After the decision, Donziger said that "we have a strong appeal and I look forward to the opportunity to brief the appellate court on this obvious travesty of justice," adding: "I also repeat my call for Judge Preska to release me immediately so I can return to my human rights work and help those in Ecuador who are suffering and dying because of Chevron's dumping of billions of gallons of cancer-causing toxic waste into the Amazon."

Rep.
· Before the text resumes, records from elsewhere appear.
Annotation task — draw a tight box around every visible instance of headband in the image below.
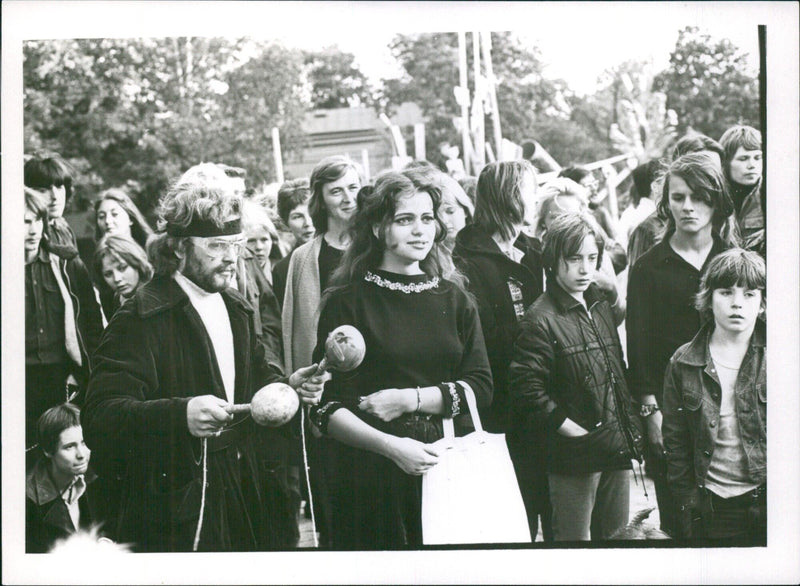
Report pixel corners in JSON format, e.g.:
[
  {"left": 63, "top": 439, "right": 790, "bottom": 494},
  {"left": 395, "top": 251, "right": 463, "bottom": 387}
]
[{"left": 167, "top": 216, "right": 242, "bottom": 238}]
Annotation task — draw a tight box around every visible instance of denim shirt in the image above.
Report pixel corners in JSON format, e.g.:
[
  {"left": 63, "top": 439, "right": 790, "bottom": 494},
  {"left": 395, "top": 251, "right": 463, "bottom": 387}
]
[{"left": 662, "top": 320, "right": 767, "bottom": 507}]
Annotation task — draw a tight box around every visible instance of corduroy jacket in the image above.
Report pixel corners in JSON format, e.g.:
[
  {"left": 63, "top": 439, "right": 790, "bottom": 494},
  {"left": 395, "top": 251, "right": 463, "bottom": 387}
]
[{"left": 511, "top": 279, "right": 642, "bottom": 474}]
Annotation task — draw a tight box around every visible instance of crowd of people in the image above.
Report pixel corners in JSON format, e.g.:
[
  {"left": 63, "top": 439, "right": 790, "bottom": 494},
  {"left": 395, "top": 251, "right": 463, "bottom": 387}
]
[{"left": 24, "top": 121, "right": 766, "bottom": 552}]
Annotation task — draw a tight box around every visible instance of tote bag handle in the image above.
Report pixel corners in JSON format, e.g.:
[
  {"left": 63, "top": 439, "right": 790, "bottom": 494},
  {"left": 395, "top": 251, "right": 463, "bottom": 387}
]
[{"left": 442, "top": 382, "right": 483, "bottom": 444}]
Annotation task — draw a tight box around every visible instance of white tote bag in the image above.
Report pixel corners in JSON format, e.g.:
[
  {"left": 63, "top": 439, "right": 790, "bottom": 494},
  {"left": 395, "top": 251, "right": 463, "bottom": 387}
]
[{"left": 422, "top": 385, "right": 531, "bottom": 545}]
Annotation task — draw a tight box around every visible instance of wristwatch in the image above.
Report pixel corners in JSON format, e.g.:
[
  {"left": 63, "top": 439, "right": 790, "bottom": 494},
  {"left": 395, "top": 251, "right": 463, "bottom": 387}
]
[{"left": 639, "top": 403, "right": 659, "bottom": 417}]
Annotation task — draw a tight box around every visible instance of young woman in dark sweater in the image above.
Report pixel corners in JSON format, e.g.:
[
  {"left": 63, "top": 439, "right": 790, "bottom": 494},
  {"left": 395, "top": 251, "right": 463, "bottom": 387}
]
[
  {"left": 312, "top": 172, "right": 492, "bottom": 549},
  {"left": 626, "top": 152, "right": 736, "bottom": 534}
]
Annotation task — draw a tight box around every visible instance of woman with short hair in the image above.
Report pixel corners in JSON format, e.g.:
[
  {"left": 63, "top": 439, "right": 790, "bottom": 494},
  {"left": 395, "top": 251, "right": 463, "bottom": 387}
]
[
  {"left": 719, "top": 126, "right": 766, "bottom": 256},
  {"left": 453, "top": 160, "right": 552, "bottom": 541}
]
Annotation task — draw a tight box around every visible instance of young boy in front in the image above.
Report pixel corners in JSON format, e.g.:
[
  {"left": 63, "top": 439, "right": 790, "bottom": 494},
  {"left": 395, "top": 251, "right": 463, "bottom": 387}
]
[
  {"left": 663, "top": 248, "right": 767, "bottom": 545},
  {"left": 511, "top": 213, "right": 642, "bottom": 541}
]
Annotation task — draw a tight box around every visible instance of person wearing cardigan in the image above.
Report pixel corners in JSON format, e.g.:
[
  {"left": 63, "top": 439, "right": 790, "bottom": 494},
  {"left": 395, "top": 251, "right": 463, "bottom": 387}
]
[
  {"left": 453, "top": 160, "right": 552, "bottom": 541},
  {"left": 281, "top": 156, "right": 362, "bottom": 545}
]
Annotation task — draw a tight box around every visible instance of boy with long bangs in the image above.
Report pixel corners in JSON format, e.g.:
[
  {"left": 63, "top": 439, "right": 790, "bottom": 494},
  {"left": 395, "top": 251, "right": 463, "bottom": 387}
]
[
  {"left": 511, "top": 214, "right": 642, "bottom": 541},
  {"left": 663, "top": 248, "right": 767, "bottom": 545}
]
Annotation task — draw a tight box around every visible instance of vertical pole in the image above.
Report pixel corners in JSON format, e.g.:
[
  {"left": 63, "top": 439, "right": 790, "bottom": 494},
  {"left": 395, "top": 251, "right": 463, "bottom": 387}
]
[
  {"left": 272, "top": 126, "right": 283, "bottom": 183},
  {"left": 458, "top": 31, "right": 474, "bottom": 173},
  {"left": 361, "top": 149, "right": 372, "bottom": 181},
  {"left": 481, "top": 32, "right": 503, "bottom": 156},
  {"left": 414, "top": 122, "right": 425, "bottom": 161},
  {"left": 472, "top": 32, "right": 486, "bottom": 168}
]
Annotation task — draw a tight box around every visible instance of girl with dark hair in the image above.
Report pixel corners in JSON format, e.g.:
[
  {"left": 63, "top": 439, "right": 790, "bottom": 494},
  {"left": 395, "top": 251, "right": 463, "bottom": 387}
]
[
  {"left": 24, "top": 187, "right": 103, "bottom": 446},
  {"left": 24, "top": 152, "right": 78, "bottom": 259},
  {"left": 453, "top": 160, "right": 552, "bottom": 541},
  {"left": 94, "top": 188, "right": 153, "bottom": 248},
  {"left": 510, "top": 214, "right": 642, "bottom": 541},
  {"left": 312, "top": 172, "right": 492, "bottom": 549},
  {"left": 406, "top": 161, "right": 475, "bottom": 250},
  {"left": 719, "top": 126, "right": 766, "bottom": 256},
  {"left": 626, "top": 152, "right": 736, "bottom": 535}
]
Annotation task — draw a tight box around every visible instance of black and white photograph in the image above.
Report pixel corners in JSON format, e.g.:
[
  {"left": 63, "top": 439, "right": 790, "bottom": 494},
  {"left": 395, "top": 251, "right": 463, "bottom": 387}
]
[{"left": 1, "top": 0, "right": 800, "bottom": 584}]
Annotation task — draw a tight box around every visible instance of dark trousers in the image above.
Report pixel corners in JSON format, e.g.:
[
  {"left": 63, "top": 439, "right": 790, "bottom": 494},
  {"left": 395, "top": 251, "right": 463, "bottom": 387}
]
[
  {"left": 694, "top": 485, "right": 767, "bottom": 546},
  {"left": 506, "top": 434, "right": 553, "bottom": 542},
  {"left": 547, "top": 470, "right": 631, "bottom": 541},
  {"left": 642, "top": 422, "right": 678, "bottom": 537}
]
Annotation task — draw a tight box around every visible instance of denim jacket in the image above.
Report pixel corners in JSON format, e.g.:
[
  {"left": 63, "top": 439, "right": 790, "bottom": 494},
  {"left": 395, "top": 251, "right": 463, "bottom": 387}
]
[{"left": 662, "top": 320, "right": 767, "bottom": 509}]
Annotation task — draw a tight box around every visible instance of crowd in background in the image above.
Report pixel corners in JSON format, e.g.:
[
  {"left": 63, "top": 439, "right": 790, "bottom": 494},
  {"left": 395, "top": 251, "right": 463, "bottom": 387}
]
[{"left": 24, "top": 121, "right": 766, "bottom": 552}]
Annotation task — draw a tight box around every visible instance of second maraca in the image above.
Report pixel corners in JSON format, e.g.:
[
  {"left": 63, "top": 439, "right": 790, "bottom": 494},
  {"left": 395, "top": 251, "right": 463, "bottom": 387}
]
[{"left": 226, "top": 325, "right": 366, "bottom": 427}]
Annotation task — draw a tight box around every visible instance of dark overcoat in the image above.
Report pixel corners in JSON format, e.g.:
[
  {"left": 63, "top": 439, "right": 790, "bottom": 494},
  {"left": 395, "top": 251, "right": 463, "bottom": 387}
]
[{"left": 83, "top": 276, "right": 296, "bottom": 551}]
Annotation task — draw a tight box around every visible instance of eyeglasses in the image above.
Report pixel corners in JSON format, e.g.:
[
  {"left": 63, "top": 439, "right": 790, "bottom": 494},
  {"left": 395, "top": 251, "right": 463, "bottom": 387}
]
[{"left": 195, "top": 238, "right": 247, "bottom": 258}]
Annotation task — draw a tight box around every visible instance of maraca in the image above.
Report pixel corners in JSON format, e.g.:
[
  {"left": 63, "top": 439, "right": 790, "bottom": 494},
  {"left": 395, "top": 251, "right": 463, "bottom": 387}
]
[
  {"left": 317, "top": 325, "right": 367, "bottom": 375},
  {"left": 225, "top": 325, "right": 366, "bottom": 427},
  {"left": 225, "top": 383, "right": 300, "bottom": 427}
]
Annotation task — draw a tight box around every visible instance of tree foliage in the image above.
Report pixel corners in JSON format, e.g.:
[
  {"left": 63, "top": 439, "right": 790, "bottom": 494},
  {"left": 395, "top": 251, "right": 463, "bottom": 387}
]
[
  {"left": 23, "top": 28, "right": 759, "bottom": 213},
  {"left": 23, "top": 37, "right": 308, "bottom": 212},
  {"left": 304, "top": 46, "right": 373, "bottom": 109},
  {"left": 654, "top": 27, "right": 759, "bottom": 139},
  {"left": 383, "top": 32, "right": 608, "bottom": 167}
]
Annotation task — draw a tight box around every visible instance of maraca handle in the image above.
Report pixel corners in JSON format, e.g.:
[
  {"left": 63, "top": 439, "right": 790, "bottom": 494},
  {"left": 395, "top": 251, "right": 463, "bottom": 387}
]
[{"left": 314, "top": 356, "right": 328, "bottom": 376}]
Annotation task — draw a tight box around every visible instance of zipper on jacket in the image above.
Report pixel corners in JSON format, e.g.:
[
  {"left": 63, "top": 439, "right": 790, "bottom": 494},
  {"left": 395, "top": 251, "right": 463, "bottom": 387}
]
[
  {"left": 587, "top": 303, "right": 643, "bottom": 465},
  {"left": 61, "top": 259, "right": 91, "bottom": 372}
]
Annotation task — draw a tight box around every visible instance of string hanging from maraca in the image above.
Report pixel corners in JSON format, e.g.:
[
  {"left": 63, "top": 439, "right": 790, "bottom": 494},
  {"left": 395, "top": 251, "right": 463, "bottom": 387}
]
[
  {"left": 220, "top": 325, "right": 366, "bottom": 427},
  {"left": 211, "top": 325, "right": 367, "bottom": 547},
  {"left": 300, "top": 325, "right": 367, "bottom": 547}
]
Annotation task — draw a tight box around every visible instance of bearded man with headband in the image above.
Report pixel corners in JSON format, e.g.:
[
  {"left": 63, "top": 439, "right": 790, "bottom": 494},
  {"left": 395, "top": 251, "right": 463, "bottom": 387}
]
[{"left": 84, "top": 164, "right": 322, "bottom": 552}]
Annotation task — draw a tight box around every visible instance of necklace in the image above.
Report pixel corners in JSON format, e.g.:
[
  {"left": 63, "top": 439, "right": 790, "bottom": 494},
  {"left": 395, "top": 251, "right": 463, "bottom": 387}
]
[{"left": 364, "top": 271, "right": 439, "bottom": 294}]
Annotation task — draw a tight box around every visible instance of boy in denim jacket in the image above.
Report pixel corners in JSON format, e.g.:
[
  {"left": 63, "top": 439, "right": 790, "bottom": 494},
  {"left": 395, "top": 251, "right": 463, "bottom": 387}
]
[{"left": 663, "top": 248, "right": 767, "bottom": 545}]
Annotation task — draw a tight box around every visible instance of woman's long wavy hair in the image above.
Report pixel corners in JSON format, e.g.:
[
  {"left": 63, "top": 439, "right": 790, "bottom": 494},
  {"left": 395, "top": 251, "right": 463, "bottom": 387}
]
[
  {"left": 94, "top": 187, "right": 153, "bottom": 248},
  {"left": 323, "top": 171, "right": 465, "bottom": 304},
  {"left": 657, "top": 151, "right": 739, "bottom": 247}
]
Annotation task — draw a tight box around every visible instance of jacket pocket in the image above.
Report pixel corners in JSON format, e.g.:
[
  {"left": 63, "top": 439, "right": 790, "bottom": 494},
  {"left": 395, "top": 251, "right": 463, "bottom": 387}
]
[
  {"left": 147, "top": 470, "right": 203, "bottom": 523},
  {"left": 683, "top": 390, "right": 703, "bottom": 411}
]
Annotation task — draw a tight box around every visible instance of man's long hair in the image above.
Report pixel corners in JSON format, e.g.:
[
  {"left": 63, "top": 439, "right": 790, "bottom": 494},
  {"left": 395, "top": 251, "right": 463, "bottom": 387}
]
[{"left": 147, "top": 163, "right": 242, "bottom": 275}]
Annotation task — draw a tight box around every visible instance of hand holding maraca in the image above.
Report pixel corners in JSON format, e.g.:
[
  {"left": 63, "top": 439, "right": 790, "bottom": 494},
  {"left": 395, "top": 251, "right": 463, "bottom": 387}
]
[{"left": 225, "top": 325, "right": 366, "bottom": 427}]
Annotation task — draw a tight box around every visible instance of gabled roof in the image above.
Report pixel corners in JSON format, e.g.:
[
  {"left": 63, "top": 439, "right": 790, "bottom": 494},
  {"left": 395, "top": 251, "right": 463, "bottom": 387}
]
[{"left": 303, "top": 106, "right": 384, "bottom": 135}]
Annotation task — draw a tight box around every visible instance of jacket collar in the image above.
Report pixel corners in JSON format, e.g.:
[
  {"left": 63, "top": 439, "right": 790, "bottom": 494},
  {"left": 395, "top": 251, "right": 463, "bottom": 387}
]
[
  {"left": 454, "top": 224, "right": 536, "bottom": 264},
  {"left": 25, "top": 457, "right": 97, "bottom": 506},
  {"left": 134, "top": 275, "right": 252, "bottom": 317},
  {"left": 675, "top": 319, "right": 767, "bottom": 366},
  {"left": 547, "top": 277, "right": 603, "bottom": 313}
]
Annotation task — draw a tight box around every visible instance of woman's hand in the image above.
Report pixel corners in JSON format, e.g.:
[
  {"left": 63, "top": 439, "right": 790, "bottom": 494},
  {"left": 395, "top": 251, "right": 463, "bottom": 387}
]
[
  {"left": 358, "top": 389, "right": 417, "bottom": 421},
  {"left": 289, "top": 364, "right": 331, "bottom": 405},
  {"left": 557, "top": 417, "right": 589, "bottom": 437},
  {"left": 385, "top": 434, "right": 439, "bottom": 476}
]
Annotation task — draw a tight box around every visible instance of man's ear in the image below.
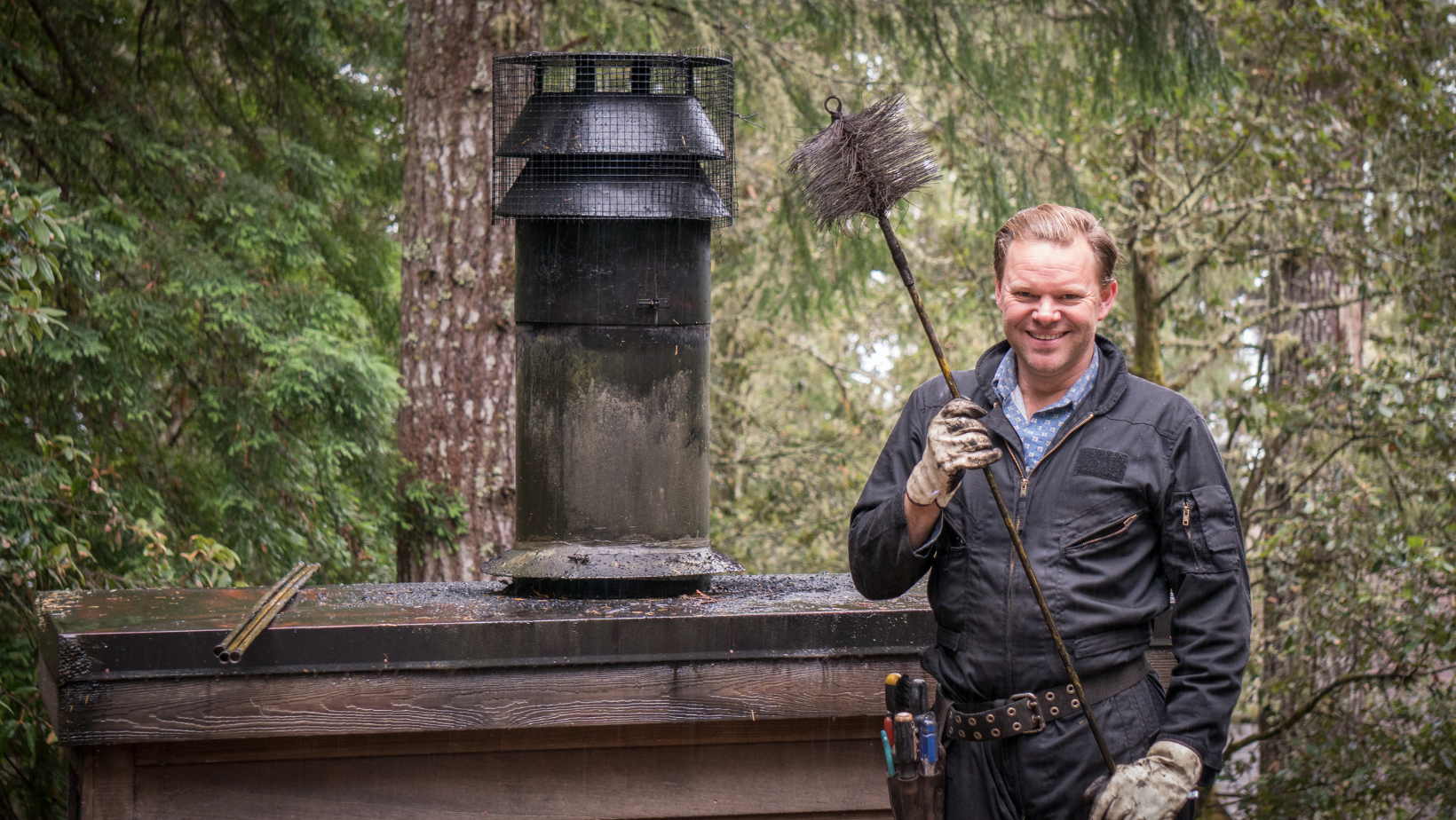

Jim McGovern (D-Mass.), in a pair of tweets, reiterated his demand that U.S. Attorney General Merrick Garland review "the deeply concerning process by which this case played out."

In April, ahead of Donziger's repeatedly delayed criminal contempt trial, McGovern joined five other House progressives in sending a letter with that demand directly to Garland, noting "the equally troubling signal it sends to frontline communities in urgent need of legal support."

"The fight against corporate power and greed is one of the key environmental and economic justice challenges facing our planet," Rep. Rashida Tlaib (D-Mich.) said at the time. "Indigenous Amazon communities won one of the most important class action lawsuits ever, holding Chevron accountable for environmental devastation with nearly $10 billion in damages, and ever since Chevron has sought to use its money and power to illegitimately nullify this result."

"I am proud to stand with my congressional colleagues in calling for Attorney General Garland to investigate the unprecedented and unjust legal assault on their attorney Steven Donziger," she added, "and to fight back against unchecked corporate power rigging our justice system."